Fivizzano – Tra il 24 e il 27 agosto del 1944, a Fivizzano si scatenò la morte. Tra i monti della Lunigiana fu perpetrata, ad opera della stessa Aufklärungs-Abteilung 16, al comando del maggiore Walter Reder che poi si macchià anche della strage di Marzabotto, una delle azioni più vegognose della lunga ritirata tedesca: in quei tre giorni furono uccisi dapprima 173 civili a Vinca, tornando poi nei giorni seguenti per uccidere chi si era salvato, nascosto, tornato. Sempre nel territorio di Fivizzano, la stessa unità colpì poi anche a San Terenzo Monti e Bardine, 159 persone sterminate. E sempre la stessa unità firmò l’eccidio di Bergiola Foscalina (Massa Carrara).

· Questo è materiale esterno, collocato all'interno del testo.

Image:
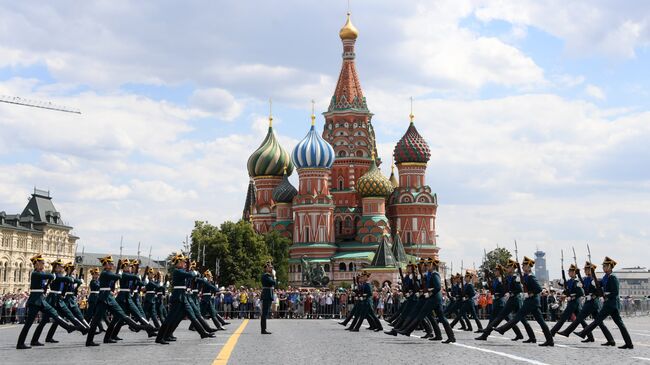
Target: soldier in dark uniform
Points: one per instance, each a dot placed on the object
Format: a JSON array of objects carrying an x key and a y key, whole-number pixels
[
  {"x": 93, "y": 295},
  {"x": 208, "y": 290},
  {"x": 532, "y": 304},
  {"x": 150, "y": 299},
  {"x": 125, "y": 300},
  {"x": 467, "y": 307},
  {"x": 611, "y": 306},
  {"x": 55, "y": 299},
  {"x": 106, "y": 302},
  {"x": 590, "y": 307},
  {"x": 432, "y": 304},
  {"x": 193, "y": 298},
  {"x": 502, "y": 308},
  {"x": 179, "y": 303},
  {"x": 37, "y": 303},
  {"x": 268, "y": 283},
  {"x": 161, "y": 297},
  {"x": 573, "y": 292}
]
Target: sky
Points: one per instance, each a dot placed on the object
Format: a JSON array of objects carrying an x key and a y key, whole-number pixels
[{"x": 536, "y": 113}]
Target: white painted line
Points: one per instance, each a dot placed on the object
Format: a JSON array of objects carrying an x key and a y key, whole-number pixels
[{"x": 514, "y": 357}]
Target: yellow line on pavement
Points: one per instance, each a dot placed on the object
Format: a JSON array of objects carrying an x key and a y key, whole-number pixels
[{"x": 226, "y": 350}]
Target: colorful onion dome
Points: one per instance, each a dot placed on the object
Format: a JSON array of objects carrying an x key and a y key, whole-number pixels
[
  {"x": 393, "y": 178},
  {"x": 270, "y": 158},
  {"x": 284, "y": 192},
  {"x": 349, "y": 31},
  {"x": 412, "y": 147},
  {"x": 313, "y": 151},
  {"x": 373, "y": 183}
]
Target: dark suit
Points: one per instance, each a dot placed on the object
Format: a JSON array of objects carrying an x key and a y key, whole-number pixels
[{"x": 267, "y": 297}]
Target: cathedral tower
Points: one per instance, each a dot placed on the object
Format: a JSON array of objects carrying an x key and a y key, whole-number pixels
[{"x": 349, "y": 130}]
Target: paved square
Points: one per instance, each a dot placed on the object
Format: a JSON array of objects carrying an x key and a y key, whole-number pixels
[{"x": 324, "y": 341}]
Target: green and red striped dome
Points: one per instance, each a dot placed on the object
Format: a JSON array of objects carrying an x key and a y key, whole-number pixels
[
  {"x": 412, "y": 147},
  {"x": 270, "y": 158}
]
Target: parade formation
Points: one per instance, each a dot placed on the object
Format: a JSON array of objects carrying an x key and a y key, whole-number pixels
[{"x": 124, "y": 297}]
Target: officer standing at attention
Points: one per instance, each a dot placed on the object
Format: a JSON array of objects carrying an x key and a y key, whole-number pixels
[{"x": 268, "y": 282}]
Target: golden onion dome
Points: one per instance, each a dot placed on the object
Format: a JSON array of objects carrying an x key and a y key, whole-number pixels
[
  {"x": 349, "y": 31},
  {"x": 373, "y": 183}
]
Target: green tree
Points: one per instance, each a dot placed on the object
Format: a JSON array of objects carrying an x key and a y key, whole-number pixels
[{"x": 499, "y": 255}]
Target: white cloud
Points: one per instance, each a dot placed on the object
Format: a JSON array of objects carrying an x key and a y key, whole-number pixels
[
  {"x": 218, "y": 102},
  {"x": 595, "y": 92}
]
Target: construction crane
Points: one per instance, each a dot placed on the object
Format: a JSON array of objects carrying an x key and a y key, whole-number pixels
[{"x": 17, "y": 100}]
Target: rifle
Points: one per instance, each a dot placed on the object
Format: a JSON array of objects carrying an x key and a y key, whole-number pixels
[
  {"x": 563, "y": 275},
  {"x": 521, "y": 276},
  {"x": 599, "y": 290},
  {"x": 575, "y": 262}
]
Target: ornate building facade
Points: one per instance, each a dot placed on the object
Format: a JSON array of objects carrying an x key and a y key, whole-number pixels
[
  {"x": 38, "y": 229},
  {"x": 345, "y": 213}
]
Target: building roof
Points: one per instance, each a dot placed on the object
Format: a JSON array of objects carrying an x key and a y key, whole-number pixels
[
  {"x": 92, "y": 259},
  {"x": 383, "y": 256}
]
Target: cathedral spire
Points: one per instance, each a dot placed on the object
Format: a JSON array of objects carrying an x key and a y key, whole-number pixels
[{"x": 348, "y": 94}]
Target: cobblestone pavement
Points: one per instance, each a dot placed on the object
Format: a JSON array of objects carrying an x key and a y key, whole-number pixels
[{"x": 324, "y": 341}]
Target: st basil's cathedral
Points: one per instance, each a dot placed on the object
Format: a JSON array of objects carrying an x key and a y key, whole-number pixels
[{"x": 345, "y": 213}]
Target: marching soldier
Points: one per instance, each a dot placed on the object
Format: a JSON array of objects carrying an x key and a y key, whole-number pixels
[
  {"x": 179, "y": 303},
  {"x": 590, "y": 307},
  {"x": 150, "y": 299},
  {"x": 106, "y": 302},
  {"x": 125, "y": 300},
  {"x": 504, "y": 308},
  {"x": 532, "y": 304},
  {"x": 609, "y": 288},
  {"x": 36, "y": 303},
  {"x": 208, "y": 290},
  {"x": 573, "y": 292},
  {"x": 93, "y": 295},
  {"x": 268, "y": 282},
  {"x": 55, "y": 299},
  {"x": 161, "y": 297}
]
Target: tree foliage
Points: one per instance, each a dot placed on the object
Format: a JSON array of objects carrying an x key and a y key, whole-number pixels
[
  {"x": 499, "y": 255},
  {"x": 240, "y": 250}
]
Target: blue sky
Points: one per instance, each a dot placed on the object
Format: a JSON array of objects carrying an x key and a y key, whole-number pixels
[{"x": 536, "y": 112}]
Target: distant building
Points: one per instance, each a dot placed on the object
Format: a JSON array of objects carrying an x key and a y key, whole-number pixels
[
  {"x": 634, "y": 281},
  {"x": 541, "y": 272},
  {"x": 87, "y": 261},
  {"x": 38, "y": 229}
]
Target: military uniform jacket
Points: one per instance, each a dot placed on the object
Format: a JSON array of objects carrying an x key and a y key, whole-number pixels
[
  {"x": 107, "y": 281},
  {"x": 179, "y": 284},
  {"x": 150, "y": 295},
  {"x": 498, "y": 289},
  {"x": 267, "y": 286},
  {"x": 59, "y": 284},
  {"x": 126, "y": 283},
  {"x": 94, "y": 291},
  {"x": 468, "y": 291},
  {"x": 609, "y": 285},
  {"x": 532, "y": 285},
  {"x": 37, "y": 286},
  {"x": 574, "y": 289}
]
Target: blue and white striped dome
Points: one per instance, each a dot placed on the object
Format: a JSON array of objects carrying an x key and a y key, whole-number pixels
[{"x": 313, "y": 152}]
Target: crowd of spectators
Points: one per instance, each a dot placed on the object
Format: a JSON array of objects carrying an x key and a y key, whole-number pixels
[{"x": 233, "y": 302}]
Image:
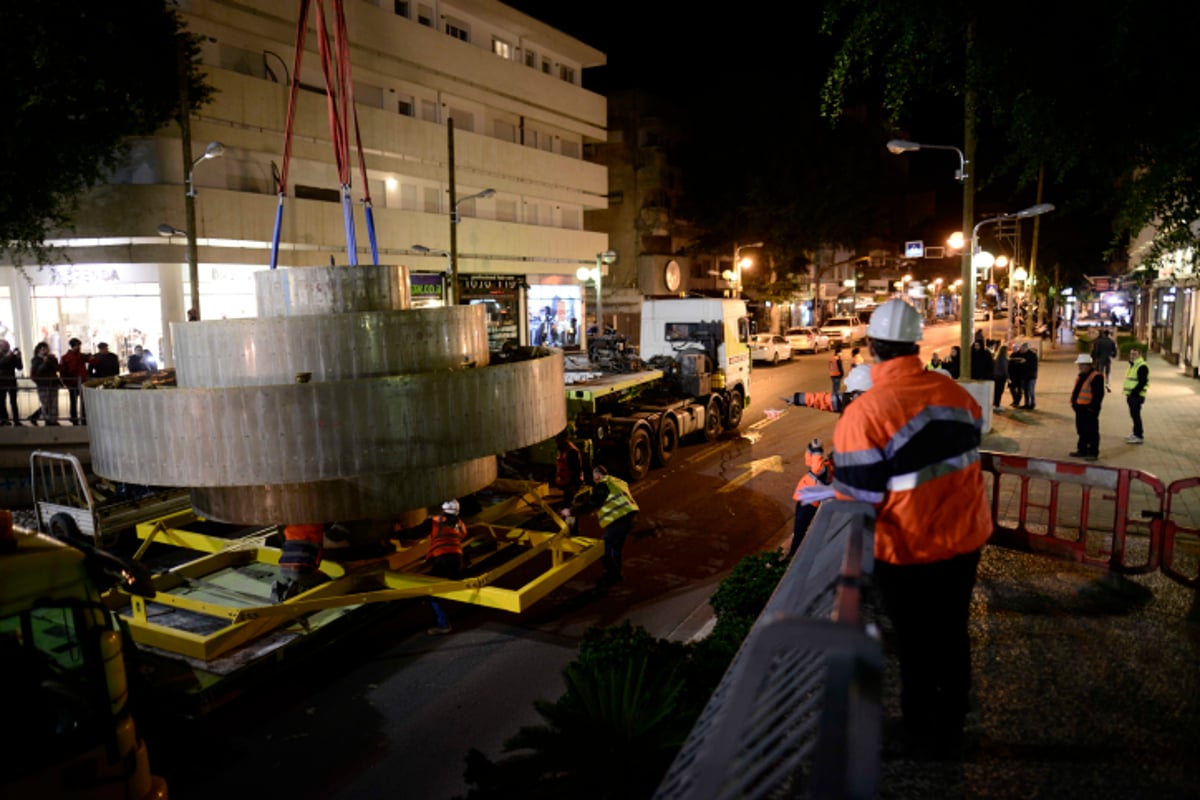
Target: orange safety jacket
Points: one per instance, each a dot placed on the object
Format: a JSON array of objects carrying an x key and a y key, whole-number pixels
[
  {"x": 823, "y": 476},
  {"x": 301, "y": 547},
  {"x": 911, "y": 447},
  {"x": 1087, "y": 394},
  {"x": 445, "y": 539}
]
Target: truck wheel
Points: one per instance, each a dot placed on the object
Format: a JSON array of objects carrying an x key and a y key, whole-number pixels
[
  {"x": 733, "y": 413},
  {"x": 713, "y": 420},
  {"x": 640, "y": 453},
  {"x": 667, "y": 441}
]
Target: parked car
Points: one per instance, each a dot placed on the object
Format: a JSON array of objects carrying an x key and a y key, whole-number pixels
[
  {"x": 769, "y": 347},
  {"x": 807, "y": 340},
  {"x": 845, "y": 330}
]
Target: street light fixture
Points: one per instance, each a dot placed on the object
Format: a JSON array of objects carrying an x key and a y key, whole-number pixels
[
  {"x": 213, "y": 150},
  {"x": 1024, "y": 214},
  {"x": 966, "y": 313},
  {"x": 455, "y": 218},
  {"x": 595, "y": 275},
  {"x": 739, "y": 264}
]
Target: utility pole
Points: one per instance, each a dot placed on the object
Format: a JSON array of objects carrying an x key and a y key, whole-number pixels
[{"x": 453, "y": 278}]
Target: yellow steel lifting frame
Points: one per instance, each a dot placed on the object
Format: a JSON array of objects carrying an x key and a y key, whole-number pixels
[{"x": 238, "y": 608}]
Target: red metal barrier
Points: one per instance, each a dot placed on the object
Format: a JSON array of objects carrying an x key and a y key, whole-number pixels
[
  {"x": 1173, "y": 552},
  {"x": 1119, "y": 517}
]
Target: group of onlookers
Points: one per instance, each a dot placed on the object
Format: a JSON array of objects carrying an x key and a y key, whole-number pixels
[{"x": 51, "y": 374}]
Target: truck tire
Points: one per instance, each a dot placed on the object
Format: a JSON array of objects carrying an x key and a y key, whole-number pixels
[
  {"x": 713, "y": 420},
  {"x": 733, "y": 413},
  {"x": 640, "y": 453},
  {"x": 667, "y": 440}
]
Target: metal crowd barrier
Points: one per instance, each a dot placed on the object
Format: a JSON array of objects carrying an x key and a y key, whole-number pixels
[
  {"x": 799, "y": 710},
  {"x": 1119, "y": 519}
]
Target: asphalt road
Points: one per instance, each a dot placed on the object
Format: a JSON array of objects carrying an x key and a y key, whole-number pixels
[{"x": 394, "y": 711}]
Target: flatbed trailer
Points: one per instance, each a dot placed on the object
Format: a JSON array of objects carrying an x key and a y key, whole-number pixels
[{"x": 210, "y": 626}]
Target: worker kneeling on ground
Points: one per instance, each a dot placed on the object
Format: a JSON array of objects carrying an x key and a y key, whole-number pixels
[
  {"x": 616, "y": 511},
  {"x": 299, "y": 560},
  {"x": 910, "y": 446},
  {"x": 857, "y": 382}
]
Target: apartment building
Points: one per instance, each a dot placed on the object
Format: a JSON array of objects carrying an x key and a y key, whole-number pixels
[{"x": 521, "y": 121}]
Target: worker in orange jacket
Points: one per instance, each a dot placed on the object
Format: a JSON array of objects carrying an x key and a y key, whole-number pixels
[
  {"x": 299, "y": 560},
  {"x": 819, "y": 474},
  {"x": 911, "y": 447},
  {"x": 445, "y": 555}
]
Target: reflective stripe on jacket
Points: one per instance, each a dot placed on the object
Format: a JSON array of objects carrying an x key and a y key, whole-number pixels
[
  {"x": 618, "y": 503},
  {"x": 1132, "y": 378},
  {"x": 445, "y": 539},
  {"x": 911, "y": 447},
  {"x": 825, "y": 477}
]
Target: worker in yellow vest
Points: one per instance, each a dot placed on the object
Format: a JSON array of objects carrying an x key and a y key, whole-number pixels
[{"x": 616, "y": 511}]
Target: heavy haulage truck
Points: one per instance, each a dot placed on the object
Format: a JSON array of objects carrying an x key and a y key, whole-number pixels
[{"x": 689, "y": 376}]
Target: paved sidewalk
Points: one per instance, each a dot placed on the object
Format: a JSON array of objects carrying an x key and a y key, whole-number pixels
[
  {"x": 1170, "y": 415},
  {"x": 1085, "y": 684}
]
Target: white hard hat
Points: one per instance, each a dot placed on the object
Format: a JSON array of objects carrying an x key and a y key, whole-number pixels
[
  {"x": 859, "y": 378},
  {"x": 895, "y": 322}
]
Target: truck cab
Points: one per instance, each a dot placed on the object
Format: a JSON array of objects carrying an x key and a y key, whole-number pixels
[{"x": 69, "y": 729}]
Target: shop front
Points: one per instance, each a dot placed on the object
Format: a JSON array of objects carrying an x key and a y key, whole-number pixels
[{"x": 501, "y": 295}]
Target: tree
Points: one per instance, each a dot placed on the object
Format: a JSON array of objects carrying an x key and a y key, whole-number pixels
[
  {"x": 81, "y": 78},
  {"x": 1096, "y": 104}
]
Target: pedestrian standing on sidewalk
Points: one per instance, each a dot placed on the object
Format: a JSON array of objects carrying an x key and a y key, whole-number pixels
[
  {"x": 1104, "y": 353},
  {"x": 1086, "y": 400},
  {"x": 910, "y": 446},
  {"x": 837, "y": 368},
  {"x": 1000, "y": 376},
  {"x": 1137, "y": 380},
  {"x": 1029, "y": 376}
]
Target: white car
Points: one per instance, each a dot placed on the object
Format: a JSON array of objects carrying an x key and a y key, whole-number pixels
[
  {"x": 845, "y": 330},
  {"x": 807, "y": 340},
  {"x": 769, "y": 347}
]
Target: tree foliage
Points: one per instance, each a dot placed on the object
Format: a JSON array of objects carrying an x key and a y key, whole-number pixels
[
  {"x": 81, "y": 78},
  {"x": 1092, "y": 96}
]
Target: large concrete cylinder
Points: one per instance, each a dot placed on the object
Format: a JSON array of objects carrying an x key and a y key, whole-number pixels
[{"x": 336, "y": 403}]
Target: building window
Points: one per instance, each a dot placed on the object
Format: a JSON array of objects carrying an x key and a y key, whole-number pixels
[
  {"x": 459, "y": 30},
  {"x": 507, "y": 210},
  {"x": 463, "y": 120},
  {"x": 432, "y": 197},
  {"x": 505, "y": 131}
]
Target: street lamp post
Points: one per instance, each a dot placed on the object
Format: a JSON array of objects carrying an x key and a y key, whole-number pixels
[
  {"x": 967, "y": 306},
  {"x": 213, "y": 150},
  {"x": 595, "y": 275},
  {"x": 451, "y": 295},
  {"x": 1032, "y": 211}
]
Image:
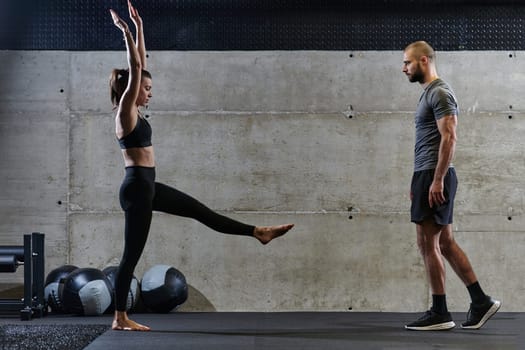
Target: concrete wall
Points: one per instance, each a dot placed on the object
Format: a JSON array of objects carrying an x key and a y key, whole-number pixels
[{"x": 320, "y": 139}]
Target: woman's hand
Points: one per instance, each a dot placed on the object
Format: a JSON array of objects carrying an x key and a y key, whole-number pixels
[
  {"x": 135, "y": 17},
  {"x": 119, "y": 22}
]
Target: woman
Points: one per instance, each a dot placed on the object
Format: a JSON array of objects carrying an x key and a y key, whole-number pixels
[{"x": 139, "y": 193}]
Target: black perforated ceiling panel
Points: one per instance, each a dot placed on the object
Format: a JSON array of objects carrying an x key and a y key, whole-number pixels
[{"x": 266, "y": 25}]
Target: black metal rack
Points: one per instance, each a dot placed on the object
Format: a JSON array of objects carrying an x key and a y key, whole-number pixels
[{"x": 31, "y": 255}]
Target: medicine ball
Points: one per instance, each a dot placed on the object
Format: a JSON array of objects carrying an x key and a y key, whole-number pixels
[
  {"x": 86, "y": 291},
  {"x": 134, "y": 289},
  {"x": 51, "y": 290},
  {"x": 163, "y": 288}
]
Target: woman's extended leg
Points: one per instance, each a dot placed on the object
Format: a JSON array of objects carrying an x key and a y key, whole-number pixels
[{"x": 172, "y": 201}]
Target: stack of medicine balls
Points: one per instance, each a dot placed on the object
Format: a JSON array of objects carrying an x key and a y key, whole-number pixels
[{"x": 91, "y": 292}]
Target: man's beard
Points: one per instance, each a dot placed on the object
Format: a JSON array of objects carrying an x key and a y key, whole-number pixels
[{"x": 417, "y": 76}]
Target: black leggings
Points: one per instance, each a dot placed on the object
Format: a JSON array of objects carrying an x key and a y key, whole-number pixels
[{"x": 140, "y": 195}]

Ebbene, oggi, a Fivizzano, a commemorare le vittime della sanguinosa inumanità nazifascista, c’erano due presidenti. Uno, Sergio Mattarella, presidente di quella Repubblica nata dalla sconfitta del nazifascismo, l’altro, Karl-Walter Steinmeier, presidente federale della Germania. Insieme, hanno depositato una corona ai Caduti davanti al Comune e scoperto una targa commemorativa. Insieme, nel paese che reca nel suo gonfalone la Medaglia d’oro al merito civile e la Medaglia d’argento al valor militare per le attività partigiane.
Insieme, come insieme hanno ricevuto applausi e festeggimenti dalla folla che si era riunita per l’evento. Il presidente tedesco chiede perdono per ciò che i tedeschi hanno compiuto, ma il suo appello è anche altro: da posto di martirio, Fivizzano diventi luogo “di ricnociliazione e incontro”. Un sentimento che dà adito alla speranza, “per noi tutti”.
Il presidente italiano è intervenuto mettendo l’accento su un pericolo: quello dell’oblio. Perdere la memoria è un rischio grosso, perché perdiamo la memoria di chi siamo e di dove si sta andando. Dal sangue degli innocenti si è sviluppata l’Europa, quella nuova, che della pace ha fatto una bandiera. “Memoria e verità sono la base delle democrazie”, ha detto Mattarella. E ricordando i martiri di Fivizzano, ha parlato della “notte delle coscienze” e di “feroce volontà di morte”.
E’ l’oblio, è tornato a sottolineare il presidente, il rischio più grave. Se dimenticassimo gli orrori del nazi-fascismo “si realizzerebbe una fuga da noi stessi, dalla nostra storia, con il prevalere dell’incomprensione di ciò che siamo, con il prevalere dell’indifferenza, dell’estraneità verso ciò che autenticamente costituisce Repubblica. Si tratta di un rischio grave, che ci ruberebbe quella nostra storia di sofferenza e di riscatto”.
Alla cerimonia era presente anche il presidente della Regione Toscana Enrico Rossi, che ha parlato dell’efferatezza di cui sono testimoni quei 4 giorni di terrore. Un’efferatezza, come ha sottolineato, Rossi “che non risparmiò donne e bambini, veri e propri crimini di guerra. E il modo che abbiamo per onorare coloro che furono barbaramente sterminati, per rendere loro giustizia, è mantenere viva la memoria. Una memoria sulla quale si è costruita una civiltà europea che vuole rendere impossibile il ripetersi di quanto qui è avvenuto e purtroppo avviene in tante altre parti del mondo. ‘Mai più!’ è stato l’imperativo dei padri fondatori dell’Europa, mai più guerre scatenate dal nazionalismo. Questa è stata la base della costruzione dell’architettura europea”.